Just rewatching Sherlock and thinking about how great a show it actually is and how some of y'all still consider it "cringe" entirely because young women got really into it
This happens every time women get into anything. Suddenly it's something to be embarrassed of. And that goes for everything from fandoms to *careers*, because once a job becomes a woman's job it loses prestige and pay (see: secretaries, teachers). It's predictable and depressing.
If a fandom ends up heavily female-leaning, suddenly the thing they're fans of must not be good after all; and obviously the only reason they like it is because there's some attractive guy in it, right? Because female sexuality is the ultimate cringe. CHRIST.
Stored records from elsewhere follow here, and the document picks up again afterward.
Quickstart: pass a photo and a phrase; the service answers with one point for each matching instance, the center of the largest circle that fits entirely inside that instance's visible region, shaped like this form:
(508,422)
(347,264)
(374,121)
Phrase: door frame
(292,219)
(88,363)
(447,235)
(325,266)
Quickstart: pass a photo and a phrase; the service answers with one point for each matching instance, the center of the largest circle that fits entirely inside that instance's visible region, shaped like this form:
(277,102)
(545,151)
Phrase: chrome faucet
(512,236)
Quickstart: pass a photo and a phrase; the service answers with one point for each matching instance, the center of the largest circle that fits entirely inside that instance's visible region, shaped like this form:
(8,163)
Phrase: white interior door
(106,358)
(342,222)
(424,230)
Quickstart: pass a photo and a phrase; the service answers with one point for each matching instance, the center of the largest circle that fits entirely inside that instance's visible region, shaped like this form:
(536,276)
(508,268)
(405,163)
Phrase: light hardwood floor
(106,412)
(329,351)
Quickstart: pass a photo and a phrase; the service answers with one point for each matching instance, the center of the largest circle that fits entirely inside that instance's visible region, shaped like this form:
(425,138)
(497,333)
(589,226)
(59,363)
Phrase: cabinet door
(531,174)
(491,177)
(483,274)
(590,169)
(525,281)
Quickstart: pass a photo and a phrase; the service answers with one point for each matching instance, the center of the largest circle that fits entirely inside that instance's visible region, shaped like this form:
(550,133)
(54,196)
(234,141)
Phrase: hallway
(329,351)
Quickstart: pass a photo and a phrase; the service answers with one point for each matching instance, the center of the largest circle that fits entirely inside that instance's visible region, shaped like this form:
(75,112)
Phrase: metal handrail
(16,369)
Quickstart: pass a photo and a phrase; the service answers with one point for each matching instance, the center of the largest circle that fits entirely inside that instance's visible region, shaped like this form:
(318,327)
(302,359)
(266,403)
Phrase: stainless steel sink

To this DAY I see "SuperWhoLock" jokes, and every time I just scream inside, because you know what that was? Three fandoms with a lot of overlap, in genres (SFF, horror, mystery) that women a) have been a part of forever but b) are always being shoved aside in.
What we COULD'VE been doing was having some interesting conversations about women and genre fiction and fandom, and why those three shows had such a confluence, but instead we got "look at these women ruining these geeky things with their embarrassing way of liking stuff".
Frankly I think a big part of it is that some of y'all thought those shows were only for boys, and when women showed up, you had to make up reasons that their interest wasn't legitimate. And when it became clear you were outnumbered, you said, "Well, those shows are dumb anyway."
And it'd be fine with me if it was just your loss, but the relentless shaming of people (particularly women) for liking the thing you abandoned because you couldn't have it all to yourself... nah, I'm never gonna be okay with that. And it will happen again. It always does.